PHILIPSBURG (DCOMM):— The Collective Prevention Services (CPS), a government department under the Ministry of Public Health, Social Development and Labour, is advising communities after this past weekend’s heavy rainfall to be proactive and regularly check their yards and be on alert for potential mosquito breeding sites and eliminate them.
The Aedes Aegypti mosquito is distinguished by its markings such as alternate black and white horizontal stripes. However, it is only the female vector Aedes Aegypti mosquito that spreaD mosquito-borne diseases.
Vectors are small organisms that carry serious diseases. Just one bite from an infected mosquito can be a threat to our way of living.
The Aedes Aegypti mosquito lays her eggs in clear (clean) stagnant water. Within eight days the mosquito can complete its life cycle from egg, to larvae to pupae and to adult mosquito.
Actively and properly dispose of tin cans, old tires, empty paint cans, buckets, old saucers, flowerpots, cemetery urns/vase, old pet dishes, unused plastic swimming pools or other containers that collect and hold water.
Empty and turn over containers that hold water; remove debris from rain gutters and downspouts regularly; drain or fill low places on your property where water collects and stands for more than five to seven days; make sure permanent water containers in your yard are tightly covered and insect-proof; screen off the cistern’s outlets properly with mesh wire.

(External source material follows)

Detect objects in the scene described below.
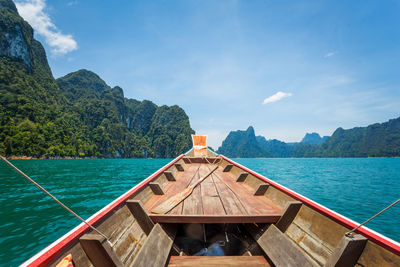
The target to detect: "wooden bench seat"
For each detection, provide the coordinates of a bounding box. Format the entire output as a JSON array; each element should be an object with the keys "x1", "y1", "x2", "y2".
[{"x1": 168, "y1": 256, "x2": 271, "y2": 267}]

Cover trash containers/garbage cans to keep rainwater from accumulating; drain old tires by recycling them; keep boats and canoes/kayaks drained, covered or overturned, empty or covered unused swimming pools.
It is very important to check around your yard at home or around your business to make sure there is no clear/clean standing water after a rain event in order to prevent mosquito breeding sites. All residents are advised to remove all potential mosquito breeding sites in order to reduce the mosquito population.
Keep Sint Maarten mosquito-free and avoid mosquito bites.